Where on earth do you arrive at that 20MW figure?
Remember that "Watts" are not the same as "Watt-hours". (The first is power, the second is energy.)
From the Annapolis site you referenced:
It employs the largest straight-flow turbine in the world to generate more than 30 million kilowatt-hours of electricity per year, enough for 4500 homes.
30 gigaWatt-hours / hours-per-year = 3.4 megaWatts average continuous. Divide that by 4500 homes, and you allow about 760 Watts per home. I guess that's a fair average -- but of course peak demand is much higher. (A single hair dryer draws 1500 Watts)
But compare to your larger-size power plant, operating at upwards of 1000MW, which would power well over a million homes!
On to the deep-sea generators, the New Scientist artical says:
The European Commission estimates the currents around the UK, for example, could produce 48-terrawatt hours of electricity per year.
48e12 Wh / hours-per-year = about 5500MW, about the same as 6 large power plants, providing power for 7 million homes. That is a lot of power!
BUT, it's spread out around the whole of the UK. And if each tidal mill only generates 300kW, you'd need about 18 million of them to harness it all, assuming it's all actually harnessable.
Who can afford to build 18 million of these things? And all the cabling infrastructure?
And what's the ecological impact of all those running under water?

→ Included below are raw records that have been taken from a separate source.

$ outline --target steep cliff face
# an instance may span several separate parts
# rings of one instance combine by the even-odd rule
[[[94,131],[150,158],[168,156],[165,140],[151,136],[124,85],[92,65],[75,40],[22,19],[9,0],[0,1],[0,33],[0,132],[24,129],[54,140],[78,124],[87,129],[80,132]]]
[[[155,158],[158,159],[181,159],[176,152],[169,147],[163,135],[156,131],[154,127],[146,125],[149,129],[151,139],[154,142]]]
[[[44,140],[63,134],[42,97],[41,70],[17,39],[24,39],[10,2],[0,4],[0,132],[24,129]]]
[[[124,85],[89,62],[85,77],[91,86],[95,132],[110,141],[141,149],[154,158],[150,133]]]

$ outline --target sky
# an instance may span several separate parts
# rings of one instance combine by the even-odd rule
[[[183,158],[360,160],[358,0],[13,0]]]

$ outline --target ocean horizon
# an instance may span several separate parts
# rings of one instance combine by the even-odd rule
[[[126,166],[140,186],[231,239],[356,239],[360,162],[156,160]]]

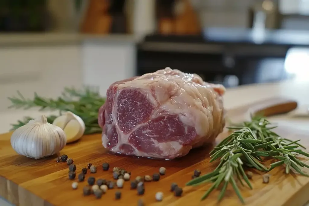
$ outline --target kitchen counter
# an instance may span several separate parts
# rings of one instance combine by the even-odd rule
[[[0,34],[0,46],[78,44],[86,40],[137,42],[141,37],[131,34],[94,35],[57,32],[5,33]]]
[[[297,79],[290,80],[279,83],[244,86],[228,89],[224,97],[225,107],[227,109],[242,105],[260,100],[276,96],[281,96],[294,99],[297,100],[300,107],[309,106],[309,96],[308,88],[309,82]],[[23,116],[31,115],[35,116],[42,114],[38,111],[12,111],[0,114],[0,133],[7,132],[10,128],[10,124],[15,122]],[[50,113],[45,113],[49,114]],[[292,117],[290,114],[284,115],[270,118],[273,122],[280,122],[282,125],[289,124],[301,130],[309,132],[309,118],[298,118]],[[289,123],[286,122],[289,120]],[[0,205],[11,205],[3,200],[0,199]]]

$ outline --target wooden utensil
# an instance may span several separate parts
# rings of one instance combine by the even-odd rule
[[[288,112],[297,104],[293,100],[282,98],[276,98],[277,101],[274,99],[265,100],[231,110],[227,114],[232,120],[238,117],[240,120],[239,117],[242,116],[245,119],[249,111],[255,111],[253,113],[256,113],[263,111],[267,112],[266,115],[271,115]],[[290,139],[301,139],[303,144],[309,146],[307,133],[293,128],[281,127],[280,125],[276,132]],[[145,205],[153,206],[241,205],[230,185],[228,187],[223,200],[219,203],[217,201],[219,191],[213,191],[205,200],[200,200],[210,184],[197,187],[184,187],[185,183],[191,179],[194,170],[199,169],[203,174],[212,171],[217,166],[218,162],[209,163],[209,153],[220,139],[226,137],[226,133],[221,134],[213,145],[193,150],[183,158],[169,161],[107,154],[102,146],[99,134],[85,136],[78,142],[66,146],[60,154],[35,160],[19,155],[13,150],[10,141],[11,134],[11,132],[0,135],[0,196],[16,205],[135,206],[141,199]],[[79,183],[76,190],[71,187],[73,181],[68,179],[69,167],[66,163],[55,162],[57,156],[64,154],[74,160],[77,175],[82,168],[87,167],[88,162],[98,166],[98,171],[95,174],[91,174],[88,170],[85,181]],[[108,171],[102,169],[102,164],[104,162],[110,164]],[[269,165],[271,162],[266,161],[265,164]],[[165,167],[167,171],[159,181],[145,183],[145,193],[142,196],[138,195],[136,190],[130,189],[130,184],[127,182],[125,183],[122,189],[108,190],[101,200],[96,199],[93,195],[83,196],[83,188],[87,184],[88,178],[92,176],[97,179],[113,180],[112,170],[115,166],[131,171],[131,180],[138,175],[151,175],[158,173],[160,167]],[[270,180],[267,184],[262,183],[262,173],[252,170],[253,175],[251,182],[253,189],[250,190],[239,185],[246,205],[302,206],[309,200],[307,194],[309,178],[293,173],[286,174],[283,168],[276,167],[268,173],[271,175]],[[184,193],[181,197],[174,196],[170,191],[170,186],[173,182],[177,183],[183,187]],[[117,191],[121,191],[122,197],[121,200],[116,200],[115,193]],[[164,198],[162,202],[156,202],[155,194],[159,191],[164,193]]]

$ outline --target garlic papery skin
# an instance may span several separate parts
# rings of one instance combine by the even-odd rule
[[[70,143],[80,139],[86,127],[85,123],[80,117],[70,111],[57,117],[53,122],[54,125],[63,130],[66,136],[66,142]]]
[[[32,120],[14,131],[11,145],[18,153],[36,159],[56,153],[66,144],[61,128],[47,122],[44,115]]]

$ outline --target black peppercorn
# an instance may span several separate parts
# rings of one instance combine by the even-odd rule
[[[119,175],[119,172],[115,171],[113,172],[113,177],[115,179],[118,179]]]
[[[157,173],[155,173],[152,175],[152,180],[154,181],[159,181],[160,179],[160,174]]]
[[[69,167],[69,170],[72,172],[74,172],[76,170],[76,165],[74,164],[71,164],[70,165],[70,166]]]
[[[182,189],[180,187],[179,187],[178,186],[176,187],[175,188],[174,190],[174,194],[176,197],[180,197],[181,196],[182,194]]]
[[[82,172],[84,174],[87,174],[87,168],[86,167],[84,167],[82,169]]]
[[[90,187],[86,186],[84,187],[84,188],[83,188],[83,191],[84,193],[84,195],[85,196],[90,195],[91,194],[91,188]]]
[[[124,175],[125,174],[127,173],[127,170],[125,170],[121,169],[120,170],[120,174],[121,175]]]
[[[61,156],[61,161],[66,162],[68,159],[68,155],[66,154],[63,154]]]
[[[97,180],[96,184],[99,187],[101,187],[102,185],[105,185],[106,184],[106,181],[103,179],[99,179]]]
[[[194,170],[193,175],[196,177],[199,177],[201,175],[201,171],[198,170]]]
[[[178,187],[178,185],[177,185],[177,184],[175,183],[172,183],[171,185],[171,191],[174,191],[174,190],[175,190],[175,188],[177,187]]]
[[[145,188],[144,186],[138,186],[137,187],[137,194],[138,195],[142,195],[145,192]]]
[[[131,189],[136,189],[137,187],[137,181],[136,180],[131,181]]]
[[[138,200],[137,202],[137,206],[144,206],[144,205],[142,200],[140,199]]]
[[[109,169],[109,164],[107,162],[104,162],[102,165],[102,167],[104,171],[107,171]]]
[[[83,182],[85,180],[85,175],[83,173],[81,173],[78,175],[78,181],[79,182]]]
[[[92,186],[95,184],[95,178],[93,177],[90,177],[88,178],[88,180],[87,181],[89,185]]]
[[[69,179],[75,179],[75,177],[76,176],[76,174],[75,172],[69,172]]]
[[[57,158],[57,159],[56,159],[56,162],[60,162],[61,161],[61,157],[58,157]]]
[[[73,164],[74,162],[74,161],[72,158],[68,158],[66,160],[66,164],[68,165],[70,165],[71,164]]]
[[[121,198],[121,192],[120,191],[116,191],[115,192],[115,199],[116,200],[119,200]]]
[[[99,199],[102,197],[103,192],[101,190],[96,190],[93,192],[97,199]]]
[[[114,188],[114,182],[111,181],[107,185],[107,187],[108,188],[108,189],[112,189],[113,188]]]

I don't think the economics work out. For us to actually make progress, we need to find cheaper energy, not more expensive.
- Peter
By contrast, magnetic fields have a very measurable effect on the body. Your blood is composed of about 7-28 umol/L, or if I did the math right, about 1 mg/L. Take a magnet and rub it near a vein sometime. If the field is strong enough, you get reorientation of the red blood cells, and eventually clumping of those cells. In sufficiently concentrated doses, the health effects could be significant.
That's false. Red blood cells do not clump in the presense of magnetic fields.
There have been studies on the phosphene effect, where strong magnetic pulses cause subjects to percieve brief visual images.
Lawrence Livermore National Labs has a page on the harmful effects of very strong magnetic fields, upwards of 40,000 Gauss -- but such fields are rarely encountered. Typical MRI magnetic fields, by comparison, are typically between 5,000 and 20,000 guass. But even in very high static magnetic fields, the effects are temporary.
The big danger is for people with implanted metal, like pace makers or surgical clips.
Now, I did find a study on red blood cells in very strong magnetic fields that does suggest that they reorient, even in fields as low as 10,000 Gauss. No mention of clumping.
Your typical hand-held magnet, even a strong one, produces a field on the order of 4,000 Gauss. Not harmful.
The fields produced by any kind of transmitters mentioned in the article would be tens or hundreds of Gauss -- too weak to move a paperclip.
(The earth's magnetic field is about 0.5 Gauss, for comparison)
On the other hand, the LLNL page mentions that magnetic fields equal to the strength of the Earth's can disrupt circadian rhythm! And it has been proven that birds are sensitive to the Earth's field... so even small magnetic fields can have a measurable biological effect.
But FEAR FEAR FEAR is not warranted.
- Peter
Actually I'm relatively sure Google simply downloads the zone file every once in a while, so it wouldn't affect them. Thats why it takes Google longer to get a site's new IP than the rest of the world.
And they're downloading the zone file from where now? It's not publically available, you know...
And what do you mean it takes Google longer to get a site's new IP? How would you know? All we see is how often Google updates their index, which has nothing to do with speedy DNS.
- Peter
would sticking that IP in our hosts file work?
Nope. Hosts files map name->IP, not vice versa.
No, the only way to truly counteract this would be to get your local caching DNS server to intercept these bogus replies and replace them with the nonexistent-domain error.